Je vais commencer par le plus utile : ce que ma chaîne rapporte réellement, ligne par ligne. Vous verrez que la publicité YouTube représente moins de 20% de mes revenus, alors que c’est la seule chose dont parlent la plupart des articles sur le sujet.

Ensuite j’entre dans le détail : ce que YouTube paye vraiment pour 1000 vues en France et pourquoi une audience américaine vaut 2,6 fois plus, les deux paliers d’accès à la monétisation (dont un nouveau à 500 abonnés), et le durcissement des conditions prévu au 1er février 2027.

Ma rémunération YouTube réelle avec 10 000 abonnés

Ma chaîne Digitiz vient de passer les 10 000 abonnés, avec une petite centaine de vidéos publiées, essentiellement des tests d’outils IA et SaaS, des tutoriels et des comparatifs. J’ai débloqué la monétisation en mars 2025. Je viens de sortir une vidéo où j’ouvre mon YouTube Studio et où je détaille chaque source de revenu, chiffres à l’appui.

Voilà ce que ça donne concrètement, mois par mois :

  • Publicité YouTube : entre 300 et 400 € par mois. C’est de très loin la plus petite part de mes revenus, alors que c’est la seule dont tout le monde parle.
  • Sponsorisation : entre 500 et 800 € par vidéo sponsorisée, selon les conditions négociées. Je n’en fais pas tous les mois et j’accepte uniquement des marques dont j’utilise moi-même les outils.
  • Affiliation : plusieurs centaines d’euros par mois, en récurrent, sur la seule partie YouTube.

Au total, ma chaîne rapporte entre 2 000 et 3 000 € par mois. Avec une communauté payante en plus, ce qui est le format le plus courant dans ma thématique, une chaîne de cette taille peut viser 5 000 à 6 000 € mensuels.
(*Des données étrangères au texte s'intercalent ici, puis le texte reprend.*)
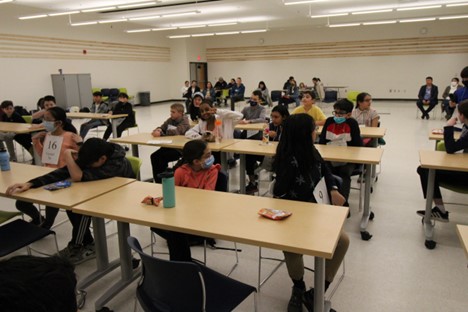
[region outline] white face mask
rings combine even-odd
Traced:
[[[456,81],[452,81],[450,85],[455,88],[458,85],[458,83]]]

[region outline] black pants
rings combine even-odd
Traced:
[[[447,117],[452,117],[453,112],[455,111],[455,107],[450,107],[449,103],[450,103],[449,100],[444,100],[443,110],[444,110],[445,114],[447,114]]]
[[[153,179],[155,183],[161,183],[158,174],[166,171],[167,165],[171,161],[178,160],[182,156],[180,150],[161,147],[151,154],[151,167],[153,168]]]
[[[353,174],[354,169],[356,169],[356,164],[346,163],[343,166],[337,167],[333,167],[330,164],[330,168],[333,174],[339,176],[343,180],[340,188],[340,193],[346,200],[348,200],[349,192],[351,190],[351,176]]]
[[[280,99],[278,100],[278,105],[282,105],[286,107],[288,107],[288,105],[291,103],[296,103],[296,100],[293,99],[292,97],[290,98],[280,97]]]
[[[15,135],[13,140],[18,142],[28,152],[31,151],[31,147],[32,147],[31,134],[29,133],[17,134]]]
[[[22,213],[27,214],[28,216],[31,217],[32,222],[36,225],[39,225],[41,223],[41,215],[32,203],[28,203],[22,200],[17,200],[16,201],[16,209],[21,211]],[[43,226],[47,228],[51,228],[52,225],[54,225],[55,218],[57,217],[57,214],[59,212],[58,208],[54,207],[45,207],[46,215],[45,215],[45,221]]]
[[[151,228],[151,230],[167,241],[171,261],[192,261],[189,235],[155,228]]]
[[[243,95],[233,95],[231,96],[231,110],[235,111],[236,110],[236,102],[240,102],[244,100]]]
[[[91,217],[84,216],[67,210],[68,219],[72,224],[72,239],[71,244],[74,245],[89,245],[94,242],[93,236],[89,225],[91,224]]]
[[[128,122],[122,122],[120,125],[117,126],[117,137],[120,138],[122,136],[122,132],[124,132],[125,129],[130,128],[134,125],[129,124]],[[104,132],[104,136],[102,137],[104,140],[107,140],[110,135],[112,134],[112,123],[107,126],[106,132]]]
[[[421,100],[418,100],[416,102],[416,106],[419,108],[419,110],[421,111],[421,113],[425,116],[425,115],[429,115],[429,113],[431,112],[431,110],[434,109],[434,107],[437,105],[437,101],[435,102],[429,102],[429,107],[427,109],[424,109],[424,105],[423,105],[423,102]]]
[[[429,180],[429,169],[418,167],[419,178],[421,179],[421,187],[424,198],[427,195],[427,181]],[[468,172],[436,170],[434,179],[434,196],[433,198],[442,198],[440,193],[440,182],[450,183],[452,185],[466,186],[468,181]]]

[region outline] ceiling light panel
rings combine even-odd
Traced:
[[[405,7],[397,8],[397,11],[414,11],[414,10],[428,10],[428,9],[439,9],[442,5],[428,5],[428,6],[419,6],[419,7]]]

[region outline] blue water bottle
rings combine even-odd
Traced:
[[[0,167],[2,171],[10,170],[10,155],[5,147],[0,147]]]
[[[174,172],[171,170],[159,174],[162,179],[163,206],[164,208],[175,207],[175,184]]]

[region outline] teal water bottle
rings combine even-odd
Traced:
[[[162,179],[163,206],[173,208],[175,207],[174,172],[168,170],[159,174],[159,177]]]
[[[10,170],[10,155],[5,147],[0,147],[0,168],[2,171]]]

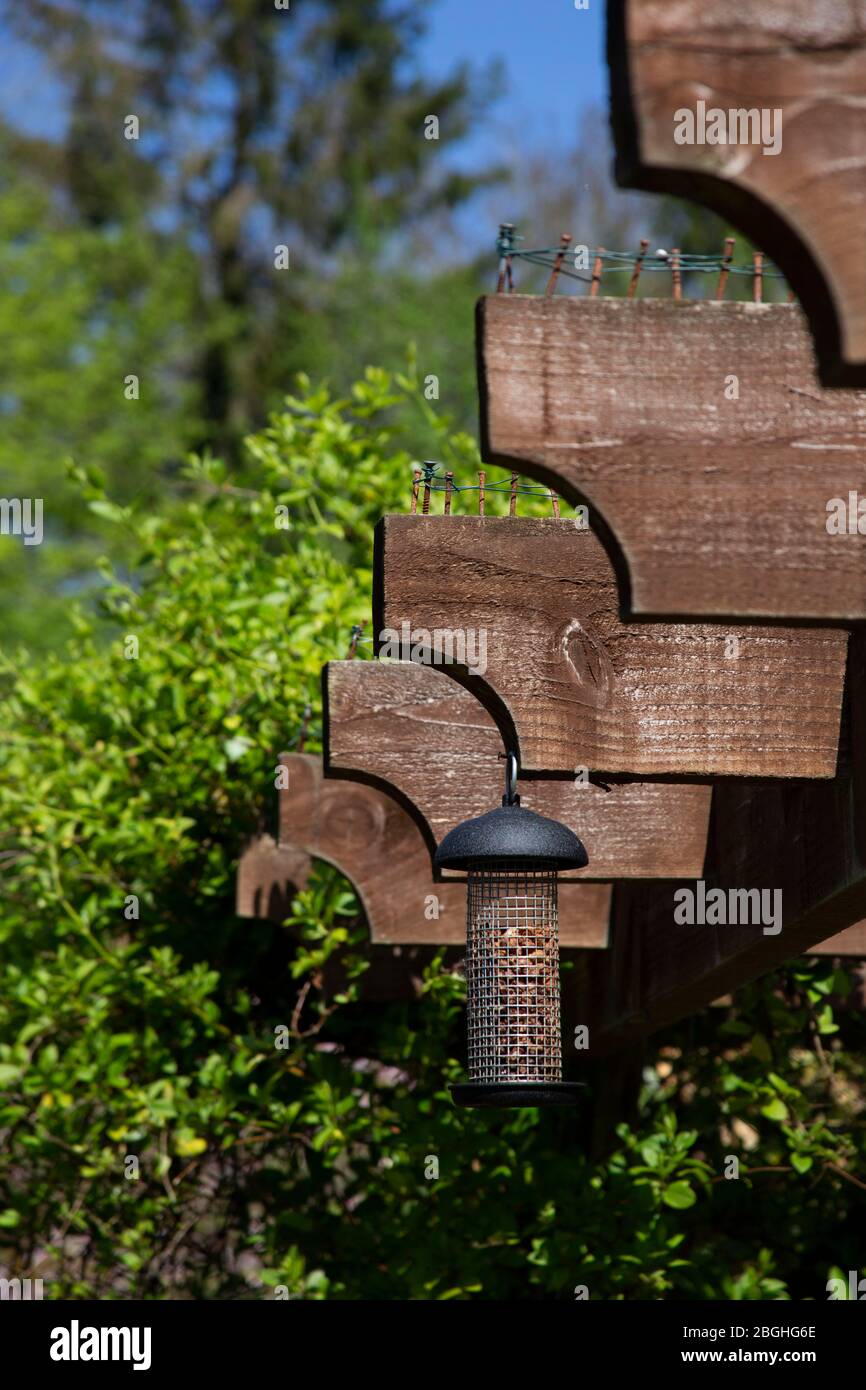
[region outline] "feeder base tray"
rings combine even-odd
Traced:
[[[586,1086],[582,1081],[464,1081],[450,1090],[455,1105],[516,1110],[577,1105]]]

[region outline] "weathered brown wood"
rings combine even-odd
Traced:
[[[345,874],[374,944],[465,943],[465,882],[433,881],[428,846],[399,802],[376,787],[325,778],[321,759],[310,754],[283,753],[280,764],[289,782],[279,794],[280,844],[324,859]],[[431,918],[434,899],[439,916]],[[562,945],[605,947],[610,900],[608,883],[563,883]]]
[[[609,0],[608,62],[617,181],[729,218],[799,294],[825,380],[866,386],[864,0]],[[699,101],[730,143],[677,142]],[[765,111],[763,140],[732,110]]]
[[[866,530],[866,393],[797,305],[498,295],[477,331],[484,458],[589,506],[627,612],[866,618],[866,535],[827,529],[854,493]]]
[[[623,623],[603,546],[564,519],[388,516],[376,545],[380,641],[486,633],[483,677],[441,669],[513,725],[525,770],[832,777],[844,631]]]
[[[853,927],[828,937],[817,946],[810,946],[803,952],[807,956],[866,956],[866,922],[856,922]]]
[[[679,925],[684,885],[620,884],[612,949],[569,983],[569,1017],[592,1054],[651,1033],[827,941],[866,917],[866,632],[849,663],[852,765],[832,782],[716,788],[707,888],[779,889],[782,930]],[[694,888],[694,885],[689,885]]]
[[[257,836],[238,864],[237,915],[284,923],[292,896],[306,886],[310,868],[310,857],[303,850],[280,846],[270,835]],[[371,946],[369,965],[360,980],[361,998],[366,1003],[419,998],[424,969],[439,950],[437,945]],[[443,968],[452,969],[463,950],[463,945],[447,947]],[[331,957],[322,971],[325,994],[345,990],[348,980],[342,956]]]
[[[244,848],[238,862],[235,911],[239,917],[262,917],[281,922],[295,893],[306,888],[310,856],[292,845],[278,845],[259,835]]]
[[[498,806],[502,738],[475,696],[415,662],[331,661],[325,668],[326,775],[396,788],[429,828],[431,849],[461,820]],[[573,776],[518,783],[521,802],[583,840],[586,880],[701,873],[712,788]],[[569,874],[568,877],[575,875]]]

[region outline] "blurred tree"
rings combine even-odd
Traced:
[[[80,529],[64,459],[110,473],[123,501],[152,500],[200,436],[186,372],[192,258],[146,226],[71,222],[14,161],[3,170],[0,493],[42,498],[45,525],[39,546],[0,538],[0,585],[19,600],[3,627],[7,640],[53,645],[104,543],[96,516]]]
[[[447,152],[495,96],[496,74],[420,76],[417,7],[4,8],[66,104],[54,139],[27,135],[7,114],[19,162],[62,188],[80,224],[145,222],[194,253],[199,442],[232,458],[291,373],[309,365],[305,320],[333,258],[363,250],[377,268],[398,231],[405,237],[494,177],[458,172]],[[431,115],[436,140],[425,138]]]
[[[392,315],[383,280],[413,229],[434,236],[491,177],[448,152],[496,79],[426,82],[423,23],[385,0],[0,0],[0,22],[50,97],[0,115],[0,491],[43,497],[46,525],[26,552],[0,538],[0,583],[21,597],[3,634],[53,646],[115,543],[95,515],[73,533],[64,458],[164,507],[187,451],[237,462],[297,371],[343,385],[404,361],[428,336],[428,289],[407,268]],[[457,353],[466,419],[471,270],[450,284],[426,370]]]

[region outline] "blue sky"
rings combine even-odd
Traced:
[[[508,94],[502,119],[554,146],[574,135],[580,111],[607,101],[604,0],[432,0],[420,57],[428,72],[444,76],[455,62],[505,64]],[[468,158],[495,153],[495,132],[481,129],[467,142]]]
[[[446,77],[458,62],[483,67],[500,59],[508,90],[498,118],[519,125],[529,137],[563,145],[572,138],[581,109],[606,102],[604,0],[589,0],[588,10],[575,10],[574,0],[420,2],[428,25],[418,55],[422,67]],[[56,135],[63,103],[56,99],[50,74],[5,26],[3,42],[7,53],[14,53],[3,81],[3,107],[14,110],[28,129]],[[463,157],[470,163],[493,157],[495,146],[494,121],[467,141]]]

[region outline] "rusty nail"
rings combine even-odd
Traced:
[[[634,299],[637,293],[637,282],[640,279],[640,273],[643,269],[644,256],[646,255],[648,248],[649,242],[645,240],[644,237],[641,237],[640,250],[638,251],[637,256],[635,257],[634,270],[632,271],[631,279],[628,282],[628,293],[626,294],[626,299]]]
[[[603,262],[602,262],[602,256],[603,256],[603,255],[604,255],[604,247],[603,247],[603,246],[597,247],[596,253],[595,253],[595,261],[593,262],[593,266],[592,266],[592,284],[591,284],[590,287],[589,287],[589,297],[590,297],[590,299],[595,299],[596,295],[598,294],[598,287],[599,287],[599,285],[601,284],[601,270],[602,270],[602,264],[603,264]]]
[[[724,299],[725,286],[728,283],[728,272],[731,268],[731,261],[734,259],[734,238],[725,237],[725,254],[722,257],[722,265],[719,270],[719,283],[716,286],[716,299]]]
[[[563,232],[559,238],[559,250],[556,253],[556,260],[553,262],[553,269],[550,272],[550,279],[544,291],[545,294],[553,294],[553,291],[556,289],[556,281],[559,278],[559,272],[562,270],[562,262],[565,259],[565,253],[570,244],[571,232]]]
[[[755,251],[752,255],[755,278],[752,281],[752,298],[756,304],[762,304],[764,300],[764,253]]]

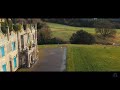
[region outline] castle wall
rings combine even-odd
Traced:
[[[15,42],[15,50],[12,50],[12,42]],[[0,47],[4,46],[5,56],[0,55],[0,71],[3,71],[2,65],[6,64],[6,70],[10,71],[10,61],[12,62],[12,71],[16,71],[18,65],[18,42],[17,34],[11,33],[9,40],[7,36],[0,39]],[[14,67],[14,57],[16,57],[17,67]]]
[[[1,34],[1,33],[0,33]],[[21,40],[21,36],[23,35],[23,40]],[[28,35],[30,37],[30,41],[32,42],[32,47],[29,49]],[[0,47],[4,46],[5,56],[2,57],[0,51],[0,71],[3,71],[3,65],[6,64],[6,71],[16,71],[21,64],[21,57],[27,62],[27,67],[31,67],[32,60],[37,59],[37,31],[34,28],[27,28],[27,30],[21,30],[19,33],[11,32],[11,34],[7,34],[6,36],[0,35]],[[12,50],[12,43],[15,42],[15,50]],[[23,47],[22,48],[22,44]],[[33,44],[35,44],[33,46]],[[25,51],[26,54],[21,54],[21,52]],[[33,53],[34,52],[34,53]],[[22,56],[21,56],[22,55]],[[16,59],[15,59],[16,58]],[[16,60],[16,64],[15,61]],[[15,67],[16,65],[16,67]]]

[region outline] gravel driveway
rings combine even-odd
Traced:
[[[30,71],[65,71],[66,69],[66,48],[45,48],[43,57],[29,69]]]

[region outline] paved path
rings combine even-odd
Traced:
[[[30,71],[65,71],[66,48],[45,48],[43,57],[40,58]]]

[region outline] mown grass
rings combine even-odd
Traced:
[[[120,47],[68,45],[67,71],[120,71]]]

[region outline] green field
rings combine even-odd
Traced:
[[[73,27],[55,23],[47,23],[52,31],[53,37],[59,37],[65,41],[69,41],[69,38],[73,33],[78,30],[84,29],[87,32],[94,33],[94,28],[85,28],[85,27]]]
[[[68,71],[120,71],[120,47],[68,45]]]
[[[120,47],[62,44],[67,47],[67,71],[120,71]],[[54,48],[58,45],[39,45]]]
[[[47,24],[52,31],[52,37],[59,37],[64,41],[69,41],[71,35],[81,29],[92,34],[95,33],[95,28],[73,27],[73,26],[61,25],[56,23],[47,23]],[[120,34],[120,29],[117,29],[117,31]]]

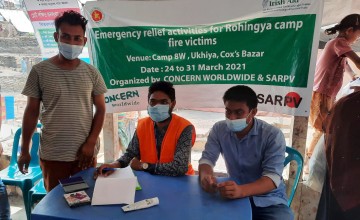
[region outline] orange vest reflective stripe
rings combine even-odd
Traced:
[[[136,134],[139,139],[139,148],[141,161],[145,163],[170,163],[174,160],[177,141],[183,130],[192,125],[188,120],[172,114],[170,124],[166,130],[164,139],[161,143],[160,159],[157,157],[154,122],[150,117],[140,119],[136,128]],[[193,126],[193,125],[192,125]],[[191,147],[195,143],[196,133],[193,126]],[[195,171],[189,161],[187,175],[195,174]]]

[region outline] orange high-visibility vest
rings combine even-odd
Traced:
[[[172,114],[169,127],[161,143],[160,159],[157,156],[154,122],[150,117],[140,119],[136,128],[139,139],[141,161],[145,163],[170,163],[174,160],[177,142],[183,130],[192,125],[188,120]],[[193,125],[192,125],[193,126]],[[195,143],[196,133],[193,126],[191,147]],[[194,175],[195,171],[189,161],[187,175]]]

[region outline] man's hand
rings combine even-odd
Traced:
[[[137,159],[136,157],[134,157],[134,158],[131,160],[131,162],[130,162],[130,167],[131,167],[131,169],[133,169],[133,170],[139,170],[139,171],[143,170],[143,169],[142,169],[142,166],[141,166],[140,160]]]
[[[82,170],[89,168],[94,160],[95,143],[85,142],[77,152],[79,167]]]
[[[28,172],[30,161],[31,161],[31,156],[30,156],[29,152],[25,152],[25,153],[21,152],[21,154],[18,158],[17,164],[18,164],[19,171],[22,174],[26,174]]]
[[[245,197],[241,186],[234,181],[225,181],[217,185],[220,195],[228,199],[238,199]]]
[[[215,193],[217,191],[217,180],[212,175],[201,177],[200,184],[206,192]]]
[[[111,175],[115,171],[114,168],[120,168],[118,163],[115,163],[115,162],[111,163],[111,164],[104,163],[103,165],[96,168],[95,173],[94,173],[94,179],[96,179],[98,176],[106,177],[106,176]]]

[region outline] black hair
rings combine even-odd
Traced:
[[[350,14],[343,18],[339,24],[332,28],[325,30],[325,34],[335,34],[337,31],[345,31],[348,28],[353,28],[354,31],[360,30],[360,14]]]
[[[158,81],[151,84],[149,87],[148,100],[150,99],[151,94],[156,91],[165,93],[169,96],[172,102],[175,101],[175,89],[171,82]]]
[[[248,86],[238,85],[228,89],[223,96],[224,103],[226,101],[246,102],[249,109],[257,107],[258,100],[256,93]]]
[[[85,33],[87,22],[86,18],[76,11],[65,11],[55,18],[56,32],[59,32],[59,28],[62,23],[67,23],[70,25],[80,25]]]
L’exemple le plus parlant sur le RPM, c’est la comparaison entre deux de mes vidéos. Ma vidéo sur Mammouth AI a dépassé les 20 000 vues et me rapporte environ 3 $ pour 1000 vues : c’est un outil grand public, donc peu d’annonceurs se battent pour cette audience. Ma vidéo sur Brevo, un outil B2B, est à 31 $ pour 1000 vues. Dix fois plus, sur une vidéo qui fait pourtant beaucoup moins de vues.

Rémunération Youtube

La conclusion que j’en tire après un an et demi de monétisation : le nombre d’abonnés ne fait pas les revenus. Ce qui les fait, c’est l’intention d’achat derrière la vue. Quelqu’un qui tape « avis Hostinger » ou « tutoriel Brevo » est à deux clics de sortir sa carte bleue. Pour un annonceur B2B, 2 000 vues de cette qualité valent plus que 100 000 vues sur une chaîne de divertissement.

Combien YouTube paye pour 1000 vues en France

Voici le chiffre que personne ne veut entendre : pour une audience majoritairement française, le RPM moyen tourne autour de 2,29 $ pour 1000 vues. C’est la donnée relevée en août 2026 sur 87 marchés par Dynamoi, à partir de comptes YouTube Analytics connectés. La France arrive 30e sur 87.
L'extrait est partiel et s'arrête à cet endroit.